Latent racism in modern American politics is disadvantageous to the middle class, Ian Haney-López, a law professor at the University of California–Berkeley and author of Dog Whistle Politics, argued yesterday in a talk sponsored by the Institute of Politics.
Haney-López spoke at the Quadrangle Club about the connection between “racist” Republican policies and the decline of the middle class. Susan Smith Richardson, an expert on wealth inequality and publisher and editor at the investigative magazine Chicago Reporter, moderated the talk.
Haney-López claimed that the GOP’s platform is strategically—not expressly—racist, using coded political language since the 1960s to attract white voters. Like dog whistles, which are undetectable to the human ear, terms such as “illegal alien,” “inner city,” and “welfare queen,” imply anti-immigrant and anti-black sentiments and convey undetectable biases.
By appealing to voters’ biases, Republicans convey the message that big government wastes money on welfare for undeserving minorities. Once in office, Republican politicians can pursue an agenda of cutting government funding and giving tax breaks to the wealthy, he asserted.
This agenda undermines the social and economic stability of the middle class, affecting the white constituents that voted for it, by tilting the economy toward the 1 percent and away from the middle class. “If you want to understand the economic crisis in the middle class at large—not just the fate of poor minorities, but the 99 percent—you have to think about how race is being used in politics,” Haney-López said.
He argued that dog whistle politics began in the 1960s when southern states resisted integration. Instead of using race as a justification, they fought for states’ rights. “‘States’ rights is an abstract concept and is easier to defend than bigotry,” he said.

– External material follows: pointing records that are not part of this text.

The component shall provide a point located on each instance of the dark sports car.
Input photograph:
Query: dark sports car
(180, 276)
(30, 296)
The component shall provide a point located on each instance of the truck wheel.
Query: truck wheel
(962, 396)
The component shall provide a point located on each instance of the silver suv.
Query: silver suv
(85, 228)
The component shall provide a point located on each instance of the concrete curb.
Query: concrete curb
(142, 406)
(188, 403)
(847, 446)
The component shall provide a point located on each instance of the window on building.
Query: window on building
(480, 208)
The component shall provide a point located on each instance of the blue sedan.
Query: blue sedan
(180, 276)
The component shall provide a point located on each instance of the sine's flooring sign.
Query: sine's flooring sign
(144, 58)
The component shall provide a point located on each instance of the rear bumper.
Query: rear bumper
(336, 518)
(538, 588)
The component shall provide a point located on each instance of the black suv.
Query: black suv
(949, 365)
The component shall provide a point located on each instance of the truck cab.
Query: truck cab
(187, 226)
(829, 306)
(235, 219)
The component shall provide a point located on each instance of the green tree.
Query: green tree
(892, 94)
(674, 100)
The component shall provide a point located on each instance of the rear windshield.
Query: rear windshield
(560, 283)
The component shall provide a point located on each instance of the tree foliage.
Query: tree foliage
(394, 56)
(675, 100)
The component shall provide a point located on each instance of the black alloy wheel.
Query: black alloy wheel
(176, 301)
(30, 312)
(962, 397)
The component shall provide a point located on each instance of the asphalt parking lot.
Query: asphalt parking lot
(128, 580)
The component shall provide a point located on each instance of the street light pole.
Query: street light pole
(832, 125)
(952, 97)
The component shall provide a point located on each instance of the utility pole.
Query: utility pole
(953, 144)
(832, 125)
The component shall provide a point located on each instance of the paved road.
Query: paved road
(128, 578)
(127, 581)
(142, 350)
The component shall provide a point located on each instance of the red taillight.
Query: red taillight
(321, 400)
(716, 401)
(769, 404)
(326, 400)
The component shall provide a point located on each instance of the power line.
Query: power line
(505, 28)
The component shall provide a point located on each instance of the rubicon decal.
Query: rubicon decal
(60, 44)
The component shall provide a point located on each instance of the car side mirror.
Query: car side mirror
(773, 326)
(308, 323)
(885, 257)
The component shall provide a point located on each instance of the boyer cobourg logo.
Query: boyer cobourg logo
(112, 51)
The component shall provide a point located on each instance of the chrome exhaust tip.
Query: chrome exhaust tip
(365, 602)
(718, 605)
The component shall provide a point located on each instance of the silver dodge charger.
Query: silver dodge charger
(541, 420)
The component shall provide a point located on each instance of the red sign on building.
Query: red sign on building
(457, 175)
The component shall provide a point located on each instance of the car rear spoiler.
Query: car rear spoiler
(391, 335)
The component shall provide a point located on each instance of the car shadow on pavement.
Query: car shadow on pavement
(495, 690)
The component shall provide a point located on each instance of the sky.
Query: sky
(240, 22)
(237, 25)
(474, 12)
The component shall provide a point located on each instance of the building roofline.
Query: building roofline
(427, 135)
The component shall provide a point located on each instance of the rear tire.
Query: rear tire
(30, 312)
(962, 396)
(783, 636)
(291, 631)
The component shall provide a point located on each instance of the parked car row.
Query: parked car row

Since the states’ rights debate, the country has experienced the “southernization” of its national politics with the spread of this kind of politics.
“This has been a concerted GOP effort since 1963, and we see it no more effectively than in 2014, when the three major themes of the Republican candidates were ISIS and Ebola crossing the southern border…along with the illegal aliens, presumably, plus Obama’s incompetence. These are all racially charged allegations,” Haney-López said.
Haney-López concluded by blaming the politicians, not the people, for the prevalence of racism in American society. “Most racists are fundamentally good people,” he said. “They’re not pathological—they’re reared in societies that create, that foster, that support empathy and engagement with some, but that also support dehumanization and cruelty and violence toward others.”